Quand je suis debout, les yeux fermés, je laisse les fantômes me traverser doucement. Ils ne parlent que rarement, aussi, en plus de l’obscurité, il y a le silence. La seule sensation qui m’étreint alors est cette froideur qui prend d’abord place le long de ma colonne vertébrale et se propage ensuite vers l’avant, à travers mes viscères, puis, dans un même mouvement, monte vers ma tête et descend dans mes pieds, de sorte qu’en quelques instants j’ai l’impression de devenir un glaçon. Ceci peut durer une dizaine de secondes, pendant lesquelles tout mon corps semble être pris dans un blizzard coléreux. Puis, en un souffle, le froid disparaît. J’ouvre les yeux. Ils sont partis.
Je ne sais pas qui sont ces fantômes, ni ce qu’ils veulent. Parfois, mais très rarement, il en est un qui prononce mon prénom au moment exact où le froid atteint ma gorge, ce qui fait que je ne peux pas lui répondre.
Ils ne m’effraient pas, je les laisse volontiers aller et venir ainsi à travers ma chair.

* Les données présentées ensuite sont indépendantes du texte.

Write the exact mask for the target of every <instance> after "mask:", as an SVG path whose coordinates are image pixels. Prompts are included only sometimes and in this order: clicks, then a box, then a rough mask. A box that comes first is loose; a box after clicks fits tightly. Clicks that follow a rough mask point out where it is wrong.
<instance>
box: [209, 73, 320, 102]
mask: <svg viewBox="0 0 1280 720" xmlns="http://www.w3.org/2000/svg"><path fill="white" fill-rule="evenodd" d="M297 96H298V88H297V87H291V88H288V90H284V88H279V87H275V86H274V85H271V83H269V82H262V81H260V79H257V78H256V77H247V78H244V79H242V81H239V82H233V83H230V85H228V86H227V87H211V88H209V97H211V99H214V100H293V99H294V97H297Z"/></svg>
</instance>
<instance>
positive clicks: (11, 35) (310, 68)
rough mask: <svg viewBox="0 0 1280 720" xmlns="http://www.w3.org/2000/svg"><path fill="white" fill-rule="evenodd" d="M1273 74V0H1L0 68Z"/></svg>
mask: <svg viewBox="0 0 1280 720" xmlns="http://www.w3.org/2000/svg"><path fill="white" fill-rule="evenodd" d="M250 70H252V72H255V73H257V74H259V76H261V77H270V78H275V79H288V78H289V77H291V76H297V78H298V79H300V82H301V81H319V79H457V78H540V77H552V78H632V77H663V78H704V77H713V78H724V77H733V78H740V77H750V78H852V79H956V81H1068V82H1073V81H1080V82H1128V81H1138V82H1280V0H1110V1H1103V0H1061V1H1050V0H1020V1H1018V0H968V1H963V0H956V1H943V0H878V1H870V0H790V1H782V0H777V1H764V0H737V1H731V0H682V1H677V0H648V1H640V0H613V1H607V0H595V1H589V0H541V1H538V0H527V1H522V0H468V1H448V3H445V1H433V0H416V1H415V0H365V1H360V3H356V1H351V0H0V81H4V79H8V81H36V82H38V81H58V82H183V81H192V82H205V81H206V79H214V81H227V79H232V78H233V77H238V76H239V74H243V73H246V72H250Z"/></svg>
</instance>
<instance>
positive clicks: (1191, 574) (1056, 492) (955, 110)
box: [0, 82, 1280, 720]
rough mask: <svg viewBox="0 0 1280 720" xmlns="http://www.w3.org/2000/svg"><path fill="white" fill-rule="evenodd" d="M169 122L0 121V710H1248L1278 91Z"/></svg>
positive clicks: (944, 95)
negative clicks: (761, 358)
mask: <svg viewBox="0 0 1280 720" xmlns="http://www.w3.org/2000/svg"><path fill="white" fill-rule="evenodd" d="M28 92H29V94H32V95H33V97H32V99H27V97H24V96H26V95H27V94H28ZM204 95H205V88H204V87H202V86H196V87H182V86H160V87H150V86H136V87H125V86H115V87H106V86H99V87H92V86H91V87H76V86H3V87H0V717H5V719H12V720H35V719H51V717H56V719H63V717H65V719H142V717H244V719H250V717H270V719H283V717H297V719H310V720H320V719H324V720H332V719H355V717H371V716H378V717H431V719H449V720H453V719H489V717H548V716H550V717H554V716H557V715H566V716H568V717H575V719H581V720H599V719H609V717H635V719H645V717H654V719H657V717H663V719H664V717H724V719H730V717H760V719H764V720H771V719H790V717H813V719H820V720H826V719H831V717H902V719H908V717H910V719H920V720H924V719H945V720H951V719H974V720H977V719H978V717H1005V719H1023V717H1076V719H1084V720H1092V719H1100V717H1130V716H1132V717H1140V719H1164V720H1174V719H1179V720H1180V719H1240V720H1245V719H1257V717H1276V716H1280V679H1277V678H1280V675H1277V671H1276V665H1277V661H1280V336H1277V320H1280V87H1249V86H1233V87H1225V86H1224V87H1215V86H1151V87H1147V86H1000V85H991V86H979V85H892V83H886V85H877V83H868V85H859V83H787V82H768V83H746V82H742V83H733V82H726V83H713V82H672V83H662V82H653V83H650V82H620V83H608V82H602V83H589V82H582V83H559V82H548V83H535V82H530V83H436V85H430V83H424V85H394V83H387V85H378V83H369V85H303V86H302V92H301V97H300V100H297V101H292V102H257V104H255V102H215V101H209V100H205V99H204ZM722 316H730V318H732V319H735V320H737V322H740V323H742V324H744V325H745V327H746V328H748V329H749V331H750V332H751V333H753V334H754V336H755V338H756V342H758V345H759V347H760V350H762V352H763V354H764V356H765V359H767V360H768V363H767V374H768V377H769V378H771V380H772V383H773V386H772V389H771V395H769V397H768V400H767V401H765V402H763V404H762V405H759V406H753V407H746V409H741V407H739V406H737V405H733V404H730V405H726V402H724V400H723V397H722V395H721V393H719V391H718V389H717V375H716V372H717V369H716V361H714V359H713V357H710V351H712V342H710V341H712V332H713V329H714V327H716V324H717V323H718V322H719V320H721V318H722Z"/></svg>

Et de la chair, il y en a. C’est que, il faut que je vous dise, les fantômes qui me traversent ne me quittent jamais vraiment : ils profitent du moelleux de mes intérieurs pour y enfouir leurs secrets ; ils se délestent de ce qui les tourmente. Puis, à peine ont-ils franchi la barrière de ma peau pour ressortir, que celle-ci se referme, redevient hermétique, dure comme la pierre, et tout y est prisonnier. Les secrets restent, s’additionnent dans mes entrailles. Ils prennent leur place. Cela dure depuis des milliers d’années, depuis que je suis née, et même avant. C’est ainsi que mon ventre, sous cette accumulation imposée, a gonflé, ainsi que mes seins, mes joues, et mes jambes qui s’apprêtent à disparaître sous le poids des ans autant que sous celui des secrets. Ma silhouette s’est arrondie, lourde des non-dits de ceux qui sont partis.
Je suis là, debout, immobile, face à tous ces gens qui m’observent à travers une vitre, sans savoir. Eux disent que je suis la vie, l’opulence, la fertilité, sorte de déesse bienfaitrice d’un autre monde. Mais moi, je sais ce qui vit, tapi en moi.
Parfois, j’aimerais être debout sur le sable fin d’une place venteuse, plutôt que sur ce piédestal propre et figuré dans ce musée immobile. Si je parvenais, par miracle, à échapper à cette vitrine qui m’emprisonne, à me mouvoir jusqu’au dehors, à emprunter les longs chemins vers une délivrance, si je parvenais à faire tout ceci sans tomber, moi qui n’ai plus que deux jambes raccourcies et raides, si j’y parvenais, alors je pourrais bien m’écrouler à l’arrivée, peu m’importerait : sur une plage de sable fin, à l’autre bout du monde, je pourrais fermer à nouveau les yeux, attendre la vague, m’effriter et me mêler aux milliers de grains de silice, en laissant tous les secrets s’échapper.